I snorted. “And Basil. Now I don’t find your name so odd.”

“You thought my name was odd?”

“Different. I’ve never known anyone with your name. Makes me think of food.” Never a bad thing. “Why do they call you Theo?”

“It means uncle.” He frowned at that for some reason but then urged me to continue.

We made it another couple of feet down the hall before his mom crossed our path, trailing yet another woman, younger than Ana, closer to my age. She introduced herself as Basil’s youngest sister Zoe, but their mom harried her to get back to the kitchen. “If you don’t roll out the Christ’s bread, we won’t have any for dinner.”

Bas snickered. “That would be blasphemy. Her bread is so good, you’ll decide to marry me on the spot.”

Then his mom spit on him. Not just once. Like three times. “Ptu! Ptu! Ptu!”

He laughed. “Ma, I’m only joking.” He winced at me. “She’s warding off the evil eye.” As his mom disappeared down the hall, jabbering something in Greek with hands flailing, he explained, “So I won’t ruin my chances of getting married.”

“Okay.” I double blinked, and the color drained from Basil’s skin. He must have seen the panic settling into my eyes.

“This might have been a mistake.” He sighed. “We’ve barely scratched the surface.”

We went downstairs to find a bunch of men building a dollhouse. Bas nudged one. “Nicky, you finally got what you wanted when we were kids.”

Nicky stood, rubbing his back. “This motherfucking—” Then he saw me. “Uh. Hi. You must be Chelsea.” Nicky looked like an older, more mature, yet softer version of Bas. Handsome still, but he didn’t seem to have started out with the same unfair raw materials as Bas. His eyes were dark but less kind. He hadfrown lines where Bas had laugh lines. While Bas glowed with charismatic energy, Nicky’s sallow skin and slouched shoulders exuded exhaustion.

Bas introduced the other dollhouse builders as Ana’s husband Michael and his own dad, Zander.

Bas pointed at another guy, sitting at a card table, observing everyone. “That’s Gaia’s husband, Nick.”

Of course. I stifled a laugh.

I turned to greet his father, anticipating the same boisterous welcome I’d received upstairs. Unlike Nicky, Zander had aged gracefully. His seasoned face showed years of experience, good and bad. The gray in his hair gave him an air of elegance and wisdom.

Welcoming, he was not.

He didn’t nod or greet me in any way. He didn’t insist I call him Dad. His eyes didn’t even lift to acknowledge me.

My stomach knotted.

Did he know I’d hurt Bas before? That I’d probably hurt him again? Did they all know? Was this his way of protecting his son from me?
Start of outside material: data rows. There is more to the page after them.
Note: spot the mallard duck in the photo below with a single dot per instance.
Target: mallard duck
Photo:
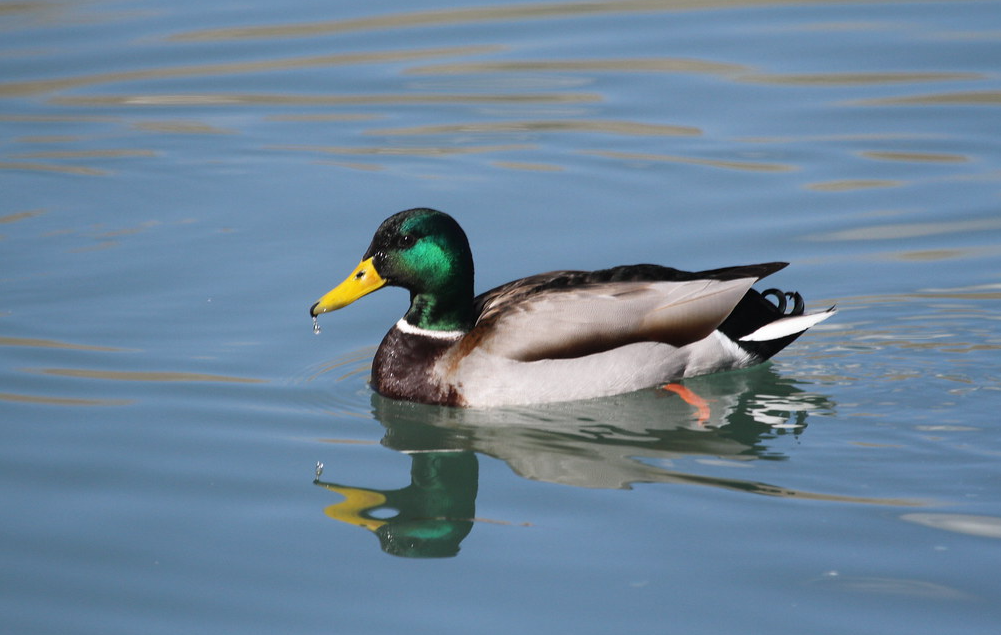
(562, 336)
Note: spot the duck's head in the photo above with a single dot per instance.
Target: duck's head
(424, 251)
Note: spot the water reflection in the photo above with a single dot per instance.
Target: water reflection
(609, 443)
Wise man; shunning me now would probably save everyone time. I clenched my fist to banish those self-defeating thoughts. I had to try to gain this man’s approval, for Basil’s sake at least. I stretched out to shake. “It’s nice to meet you, Mr.—”

Zander glanced once at my proffered hand before he turned back to the dollhouse. “Nicky, can you grab those instructions?”
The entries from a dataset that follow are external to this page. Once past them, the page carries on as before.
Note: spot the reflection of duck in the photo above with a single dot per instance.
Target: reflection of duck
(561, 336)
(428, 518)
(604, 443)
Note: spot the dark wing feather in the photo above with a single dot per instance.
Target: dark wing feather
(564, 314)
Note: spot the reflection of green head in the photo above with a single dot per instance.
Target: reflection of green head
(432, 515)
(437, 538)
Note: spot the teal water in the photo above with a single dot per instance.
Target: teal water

The tang of blood tinged my tongue from biting the inside of my cheek, but Zander’s cold rebuff couldn’t touch the level of menace I’d endured from my own dad. I could weather incivility. The fatherless girl deep inside rose to Zander’s challenge, hoping to prove myself, to gain his respect. No wonder Bas had spent so much of his life feeling like he couldn’t measure up.

Bas squeezed my wrist, reminding me of our greater purpose.He’d warned me one or the other of his parents might be rude, good cop/bad cop. I prayed that’s all this was, a temporary test of my mettle. He’d said it was better to win over his mom, which I had. I’d win over his dad, too.

I relaxed my tight jaw and smiled as sincerely as I could manage.

Bas tugged me. “I’m just passing through, Dad. I wanted Chelsea to meet Gaia.”

His brother ran a thread of glue across one edge of a tiny window. “She should be upstairs. Did you check the kitchen?”

“You can be such a caveman, Nicky.”

Nicky chuckled. “And yet you know I’m probably right.”